Erst kürzlich hatten radikale Tierschützer damit gedroht, zehn britische Wissenschaftler zu töten, die Tierexperimente durchführen, wenn der im Hungerstreik befindliche Tierschützer, der die Einrichtung einer königlichen Kommission zur Untersuchung der Vivisektion von Tieren forderte, sterben sollte. Die neuen Terroristen verlassen gewissermaßen das politische Feld und kämpfen für bestimmte ethische Werte.
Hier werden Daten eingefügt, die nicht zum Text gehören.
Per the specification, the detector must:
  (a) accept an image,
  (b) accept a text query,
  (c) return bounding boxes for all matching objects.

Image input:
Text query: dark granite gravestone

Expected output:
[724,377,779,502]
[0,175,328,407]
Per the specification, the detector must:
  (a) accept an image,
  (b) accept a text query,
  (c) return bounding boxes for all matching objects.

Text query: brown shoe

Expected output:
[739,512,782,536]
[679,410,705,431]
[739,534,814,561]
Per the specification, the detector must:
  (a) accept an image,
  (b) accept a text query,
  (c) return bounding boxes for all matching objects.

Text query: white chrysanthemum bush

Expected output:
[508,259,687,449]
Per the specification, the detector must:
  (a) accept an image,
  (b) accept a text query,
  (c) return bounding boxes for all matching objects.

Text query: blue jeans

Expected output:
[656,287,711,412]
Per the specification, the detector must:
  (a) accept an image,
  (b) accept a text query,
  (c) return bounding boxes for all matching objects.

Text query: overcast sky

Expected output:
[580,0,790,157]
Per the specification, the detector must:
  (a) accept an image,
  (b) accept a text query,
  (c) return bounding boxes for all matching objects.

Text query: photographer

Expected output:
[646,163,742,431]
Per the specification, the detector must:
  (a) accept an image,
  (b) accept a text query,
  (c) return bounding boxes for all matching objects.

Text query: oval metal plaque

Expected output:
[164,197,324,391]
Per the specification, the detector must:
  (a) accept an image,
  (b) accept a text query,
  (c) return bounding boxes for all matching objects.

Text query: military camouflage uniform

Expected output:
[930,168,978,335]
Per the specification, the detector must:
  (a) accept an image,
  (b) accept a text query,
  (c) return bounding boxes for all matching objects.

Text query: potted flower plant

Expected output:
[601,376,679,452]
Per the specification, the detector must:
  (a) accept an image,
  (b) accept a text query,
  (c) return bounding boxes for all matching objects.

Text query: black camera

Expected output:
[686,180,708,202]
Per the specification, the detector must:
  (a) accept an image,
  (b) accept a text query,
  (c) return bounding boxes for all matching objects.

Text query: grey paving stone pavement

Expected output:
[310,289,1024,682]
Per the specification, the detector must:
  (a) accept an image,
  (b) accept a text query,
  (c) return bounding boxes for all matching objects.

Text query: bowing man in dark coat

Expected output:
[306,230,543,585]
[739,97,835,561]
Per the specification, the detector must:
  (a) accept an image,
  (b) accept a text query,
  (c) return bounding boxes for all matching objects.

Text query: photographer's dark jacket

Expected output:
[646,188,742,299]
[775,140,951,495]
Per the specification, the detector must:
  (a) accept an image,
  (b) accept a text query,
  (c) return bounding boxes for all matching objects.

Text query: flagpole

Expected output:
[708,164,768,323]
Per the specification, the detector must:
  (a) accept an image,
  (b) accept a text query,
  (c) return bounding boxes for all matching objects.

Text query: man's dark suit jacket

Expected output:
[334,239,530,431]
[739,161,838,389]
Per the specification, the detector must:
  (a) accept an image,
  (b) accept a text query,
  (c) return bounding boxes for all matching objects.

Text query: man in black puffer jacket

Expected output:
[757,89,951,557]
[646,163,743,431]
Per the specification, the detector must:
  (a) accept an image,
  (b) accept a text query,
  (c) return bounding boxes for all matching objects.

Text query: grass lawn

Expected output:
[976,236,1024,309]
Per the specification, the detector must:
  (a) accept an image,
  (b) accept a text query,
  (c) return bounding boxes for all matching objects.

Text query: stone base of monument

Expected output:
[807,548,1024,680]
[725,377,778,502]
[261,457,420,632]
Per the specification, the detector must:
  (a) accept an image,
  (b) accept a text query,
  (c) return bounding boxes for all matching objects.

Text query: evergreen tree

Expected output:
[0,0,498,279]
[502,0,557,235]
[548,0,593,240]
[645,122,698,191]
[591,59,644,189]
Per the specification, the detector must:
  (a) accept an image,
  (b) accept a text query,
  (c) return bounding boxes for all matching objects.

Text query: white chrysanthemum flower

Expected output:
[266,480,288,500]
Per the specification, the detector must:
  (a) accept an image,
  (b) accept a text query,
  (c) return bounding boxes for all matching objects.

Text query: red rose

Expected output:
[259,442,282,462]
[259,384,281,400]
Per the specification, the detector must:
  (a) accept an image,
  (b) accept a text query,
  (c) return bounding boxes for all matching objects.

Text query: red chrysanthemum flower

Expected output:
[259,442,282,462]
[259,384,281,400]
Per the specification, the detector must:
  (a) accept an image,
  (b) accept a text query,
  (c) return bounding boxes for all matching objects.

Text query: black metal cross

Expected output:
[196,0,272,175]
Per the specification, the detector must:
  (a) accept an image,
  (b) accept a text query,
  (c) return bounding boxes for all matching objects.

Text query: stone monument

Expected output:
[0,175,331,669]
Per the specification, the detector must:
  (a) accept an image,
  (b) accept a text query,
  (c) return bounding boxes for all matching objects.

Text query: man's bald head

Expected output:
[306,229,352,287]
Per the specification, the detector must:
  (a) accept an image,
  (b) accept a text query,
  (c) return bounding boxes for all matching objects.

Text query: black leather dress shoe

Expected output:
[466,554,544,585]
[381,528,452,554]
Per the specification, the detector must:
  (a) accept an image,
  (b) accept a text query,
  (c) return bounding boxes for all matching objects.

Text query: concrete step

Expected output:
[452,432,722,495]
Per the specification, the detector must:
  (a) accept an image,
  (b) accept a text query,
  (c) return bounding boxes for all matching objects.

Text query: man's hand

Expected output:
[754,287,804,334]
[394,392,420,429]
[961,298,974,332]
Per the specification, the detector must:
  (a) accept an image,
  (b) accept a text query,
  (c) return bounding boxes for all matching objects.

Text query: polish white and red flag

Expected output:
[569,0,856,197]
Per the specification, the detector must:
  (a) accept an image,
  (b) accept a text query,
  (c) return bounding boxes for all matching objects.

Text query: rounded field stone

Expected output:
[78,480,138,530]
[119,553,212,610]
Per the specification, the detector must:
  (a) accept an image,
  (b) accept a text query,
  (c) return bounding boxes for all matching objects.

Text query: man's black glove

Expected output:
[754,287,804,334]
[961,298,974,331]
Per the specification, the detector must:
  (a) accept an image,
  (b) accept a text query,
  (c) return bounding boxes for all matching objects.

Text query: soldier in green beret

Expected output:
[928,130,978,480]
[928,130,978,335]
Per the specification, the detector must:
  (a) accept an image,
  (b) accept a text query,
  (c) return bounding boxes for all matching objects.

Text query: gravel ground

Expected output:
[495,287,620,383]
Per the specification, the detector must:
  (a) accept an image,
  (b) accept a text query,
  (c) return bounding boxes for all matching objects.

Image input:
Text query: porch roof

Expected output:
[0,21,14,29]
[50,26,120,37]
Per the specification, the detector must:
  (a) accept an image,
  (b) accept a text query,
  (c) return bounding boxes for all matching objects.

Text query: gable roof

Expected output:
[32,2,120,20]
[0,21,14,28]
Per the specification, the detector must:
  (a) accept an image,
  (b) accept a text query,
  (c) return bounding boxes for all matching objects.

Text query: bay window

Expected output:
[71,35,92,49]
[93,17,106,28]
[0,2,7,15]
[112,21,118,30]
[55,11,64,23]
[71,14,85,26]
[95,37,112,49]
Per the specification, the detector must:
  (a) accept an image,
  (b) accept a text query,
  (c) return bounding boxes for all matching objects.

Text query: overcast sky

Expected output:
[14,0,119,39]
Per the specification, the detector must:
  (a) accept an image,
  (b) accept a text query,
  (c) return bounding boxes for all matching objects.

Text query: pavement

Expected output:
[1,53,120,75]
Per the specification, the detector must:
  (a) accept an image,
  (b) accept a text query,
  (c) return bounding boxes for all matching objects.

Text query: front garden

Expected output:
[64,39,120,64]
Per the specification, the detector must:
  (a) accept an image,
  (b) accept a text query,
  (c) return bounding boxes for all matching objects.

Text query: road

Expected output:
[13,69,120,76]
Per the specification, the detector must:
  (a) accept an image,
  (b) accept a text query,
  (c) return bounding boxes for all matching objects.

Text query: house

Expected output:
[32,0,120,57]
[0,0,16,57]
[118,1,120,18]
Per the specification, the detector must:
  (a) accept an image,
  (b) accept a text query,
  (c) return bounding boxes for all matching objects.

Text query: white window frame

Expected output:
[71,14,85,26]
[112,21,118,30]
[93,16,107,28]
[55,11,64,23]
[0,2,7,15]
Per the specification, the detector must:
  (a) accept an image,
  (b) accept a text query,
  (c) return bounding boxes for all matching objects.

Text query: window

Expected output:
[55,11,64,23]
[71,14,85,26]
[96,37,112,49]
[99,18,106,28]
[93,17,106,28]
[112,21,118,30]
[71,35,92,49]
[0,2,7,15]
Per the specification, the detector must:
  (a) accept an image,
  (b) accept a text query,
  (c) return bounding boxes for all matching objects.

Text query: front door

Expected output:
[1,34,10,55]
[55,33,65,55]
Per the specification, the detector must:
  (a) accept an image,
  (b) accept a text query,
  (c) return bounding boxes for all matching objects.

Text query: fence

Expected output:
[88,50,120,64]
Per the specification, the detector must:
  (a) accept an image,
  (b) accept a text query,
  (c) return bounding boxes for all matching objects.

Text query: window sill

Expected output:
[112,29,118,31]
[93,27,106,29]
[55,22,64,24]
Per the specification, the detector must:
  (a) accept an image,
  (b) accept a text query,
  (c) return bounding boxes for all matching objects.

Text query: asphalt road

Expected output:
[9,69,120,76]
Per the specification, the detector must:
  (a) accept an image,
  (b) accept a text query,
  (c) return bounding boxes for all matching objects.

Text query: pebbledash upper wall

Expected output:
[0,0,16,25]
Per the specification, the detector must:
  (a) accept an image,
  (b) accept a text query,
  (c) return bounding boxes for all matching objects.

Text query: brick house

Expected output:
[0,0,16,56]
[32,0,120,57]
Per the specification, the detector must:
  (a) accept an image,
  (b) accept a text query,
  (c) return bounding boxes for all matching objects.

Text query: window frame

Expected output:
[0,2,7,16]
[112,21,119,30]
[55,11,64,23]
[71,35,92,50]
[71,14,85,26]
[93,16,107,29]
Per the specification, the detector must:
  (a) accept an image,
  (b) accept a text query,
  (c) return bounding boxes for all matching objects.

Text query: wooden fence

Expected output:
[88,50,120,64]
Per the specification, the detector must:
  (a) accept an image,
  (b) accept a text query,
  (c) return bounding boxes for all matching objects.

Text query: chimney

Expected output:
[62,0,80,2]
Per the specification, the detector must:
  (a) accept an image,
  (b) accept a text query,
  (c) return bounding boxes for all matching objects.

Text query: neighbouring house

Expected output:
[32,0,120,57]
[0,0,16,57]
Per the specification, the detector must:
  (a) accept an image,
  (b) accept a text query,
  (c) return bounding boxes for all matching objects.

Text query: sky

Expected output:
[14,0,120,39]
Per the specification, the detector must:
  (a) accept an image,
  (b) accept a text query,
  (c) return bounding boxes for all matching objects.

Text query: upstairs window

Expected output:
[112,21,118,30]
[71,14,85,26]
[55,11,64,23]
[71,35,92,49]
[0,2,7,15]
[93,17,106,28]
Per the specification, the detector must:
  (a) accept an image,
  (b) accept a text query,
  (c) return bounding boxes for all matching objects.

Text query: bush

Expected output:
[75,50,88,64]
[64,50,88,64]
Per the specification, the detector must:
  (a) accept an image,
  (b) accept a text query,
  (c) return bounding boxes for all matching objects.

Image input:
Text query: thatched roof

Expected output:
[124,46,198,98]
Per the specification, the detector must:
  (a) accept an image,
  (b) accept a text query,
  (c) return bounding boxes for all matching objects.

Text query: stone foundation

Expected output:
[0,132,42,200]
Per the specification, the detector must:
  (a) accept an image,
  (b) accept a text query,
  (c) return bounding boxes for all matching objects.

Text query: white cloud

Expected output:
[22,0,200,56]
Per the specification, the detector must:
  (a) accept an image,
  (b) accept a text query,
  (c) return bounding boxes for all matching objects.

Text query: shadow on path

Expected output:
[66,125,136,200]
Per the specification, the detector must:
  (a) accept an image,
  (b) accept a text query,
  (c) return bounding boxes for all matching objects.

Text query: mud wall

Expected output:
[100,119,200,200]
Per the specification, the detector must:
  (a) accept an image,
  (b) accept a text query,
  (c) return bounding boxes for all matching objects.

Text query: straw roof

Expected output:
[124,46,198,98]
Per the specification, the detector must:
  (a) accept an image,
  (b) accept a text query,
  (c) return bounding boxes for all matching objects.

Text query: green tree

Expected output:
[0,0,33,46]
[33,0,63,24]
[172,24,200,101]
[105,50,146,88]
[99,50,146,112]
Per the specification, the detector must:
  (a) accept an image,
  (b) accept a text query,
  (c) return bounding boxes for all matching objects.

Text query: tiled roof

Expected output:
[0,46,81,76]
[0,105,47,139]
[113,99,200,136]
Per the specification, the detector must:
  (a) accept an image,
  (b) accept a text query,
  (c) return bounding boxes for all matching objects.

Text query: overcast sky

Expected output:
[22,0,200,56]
Allein auf das Konto der Tierschützer gehen 800 Vorfälle, wozu Anschläge auf Schlachthöfe, Metzgereien, Tierzuchtfarmen oder Restaurants gehören, die einen Gesamtschaden von 1,8 Millionen Pfund verursacht haben. Wo aber Religion und Moral, also eine Lebensweise, im Vordergrund stehen und nicht mehr eine politische Ideologie, wird vermutlich ein Verbot solcher terroristischen Gruppen auch kaum Erfolge zeigen. Überdies besteht die Gefahr, daß man mit den Mitläufern oder Unterstützern eine immer breitere Schicht von neuen Kriminellen schafft.